Department
Digital & Technology Office
Employee Type
Probationary
The Senior Site Reliability Engineer will serve as the first line of defense for our 24/7 operations. You will act as the guardian of our production environment, utilizing Dynatrace to maintain a holistic view of both Infrastructure and Application health.
You will not just monitor uptime; you will actively test system resilience, manage major incidents, and facilitate stability reporting. You will be the primary notification point for all P1/P2 incidents, responsible for deep-dive triage, quick remediation, and coordinating Major Incident Management (MIM).
Key Responsibilities
24/7 Incident Command & Alerting
- 24/7 Availability: Participate in a shift rotation or on-call schedule to ensure continuous coverage. You are the "eyes on glass" for the organization.
- Unified Alerting: Manage the notification workflow. Ensure that Critical Alerts for both Infrastructure failures and Application failures trigger immediate notifications to the 24/7 team.
- Major Incident Management (MIM): Lead the technical response during critical outages.
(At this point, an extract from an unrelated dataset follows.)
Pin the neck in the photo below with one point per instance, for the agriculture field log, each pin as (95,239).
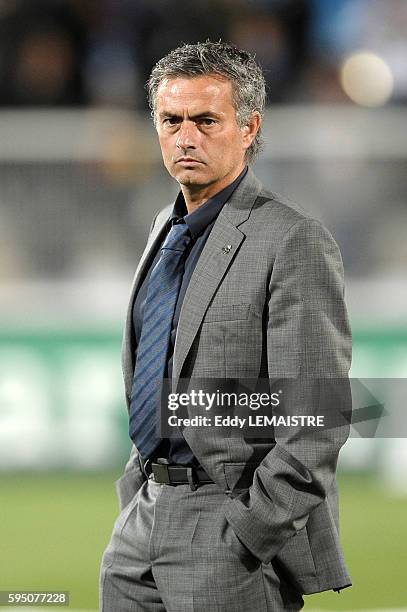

Coordinate cross-functional teams to restore service rapidly.
Observability Strategy (Dynatrace Focus)
- Dynatrace Administration: Act as the Subject Matter Expert (SME) for our Dynatrace implementation.
- Configure Management Zones, Alerting Profiles, and Dashboards to provide a "Single Pane of Glass."
- Utilize Dynatrace PurePath for distributed tracing to identify bottlenecks in microservices.
- Leverage Davis AI to automatically detect anomalies and reduce alert noise.
- Comprehensive Monitoring Scope:
- Network Health: Monitor VPN Tunnel status, Load Balancer (ALB/NLB) health, and DNS latency. Trigger: Alert on packet loss or high latency.
- Infrastructure Health: Monitor Disk/Volume usage, CPU/Memory saturation, and SSL Certificate expiry.
- Security: Monitor for DDoS attack patterns and WAF spikes.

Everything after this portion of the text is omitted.